In effect, through their terms of use – and their application through pre-emptive filters – platforms would decide what speech is acceptable or not. Without an incentive to promote free expression, the risk of over-blocking is high. Similar rules could end up applying to upstream providers such as ISPs, or even hosting services. As private companies, there would also be fewer requirements for transparency, or opportunities to appeal.

This is indeed an issue already warned about by the former UN Special Rapporteur on Freedom of Expression in 2017. But after 2020, there seems to be a serious risk of it accelerating.


Information as Uncertainty

The final threat to our relationship with information has been the lesson that the pandemic has provided in how knowledge is created and furthered.

We have seen claims made and refuted by scientists, advice issued, changed and updated by governments, and have been faced ourselves with uncertainty in carrying out activities which we previously did unthinkingly.

The pandemic has exposed how incomplete and inconclusive information can be. While this is nothing new for those involved in science, for many, it has not been an easy or comfortable experience.

Rather, it has led to frustration, cynicism, and likely a greater tendency to grab onto the easy answers that conspiracy theories provide.

Clearly, such theories are nothing new, but the pandemic has arguably provided a fertile ground for their spread. These of course can do harm to individuals and groups, as well as to the effectiveness of efforts to tackle the pandemic.

In the longer term, there is a risk that more people are pushed into abandoning curiosity and seeking out easier and more comfortable information.

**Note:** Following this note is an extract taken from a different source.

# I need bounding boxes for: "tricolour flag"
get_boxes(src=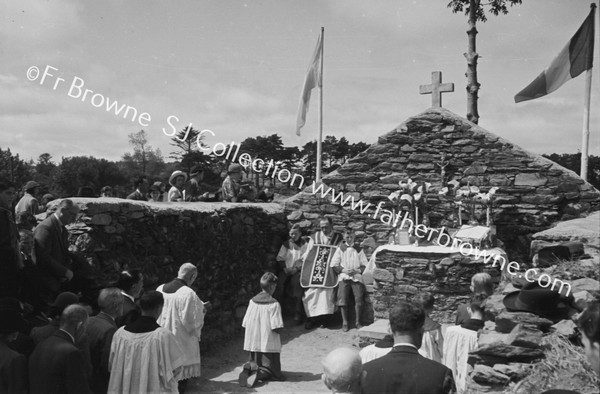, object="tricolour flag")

In doing so, they risk falling into the trap explained by Elfreda Chapman in her work on information poverty, rejecting information from outside the group.



The events of 2020 have certainly had am impact on our relationship with information. The idea that there can be too much information, that it is something to be vetted before it is shared, that it is too complicated, all risk making people fall out of love with it.

Faced with this, libraries’ focus on enhancing the amount of information available to people, and focusing on building information skills, can of course risk looking naïve.

There is of course unacceptable information out there – harmful hate speech, abuse, deliberate lies and more. It is not possible to declare that all information is good, and of course, there is no such thing as perfect information literacy or skill.

The question is rather about our starting point in addressing these questions. Do we begin with the position that more information is a positive, unless identified as otherwise, or do we assume that information is bad, unless proven to be acceptable?

Do we put faith in people to be able to navigate their way around information, or do we spoon-feed them?

Do we encourage curiosity, even if it comes with complexity, or rather simply look to make things easy?

For libraries, traditionally, we advocate for the first positions.

While limitations on access and expression may be necessary, these need to be the exception, and applied only when necessary and proportionate, and in a transparent manner. While leaving people room to make up their own minds can lead to mistakes, it is ultimately more desirable than channelling them narrowly. While ready reckoners and simplicity may be attractive, they can set limits on curiosity and innovation.

However, the events of 2020 have seen increasing risks of lawmakers and societies adopting approaches less friendly to access to information. This risks dragging us back to a situation of censorship, slowing efforts to bring people online, chilling expression, and self-imposed information poverty.

As we head into 2021, we need to be able to highlight the costs of over-blocking, censorship and conspiracy theories. But just as importantly, if we want people to come to value and appreciate information, we need to be able to tell the positive stories of how the widest possible access changes lives for the better.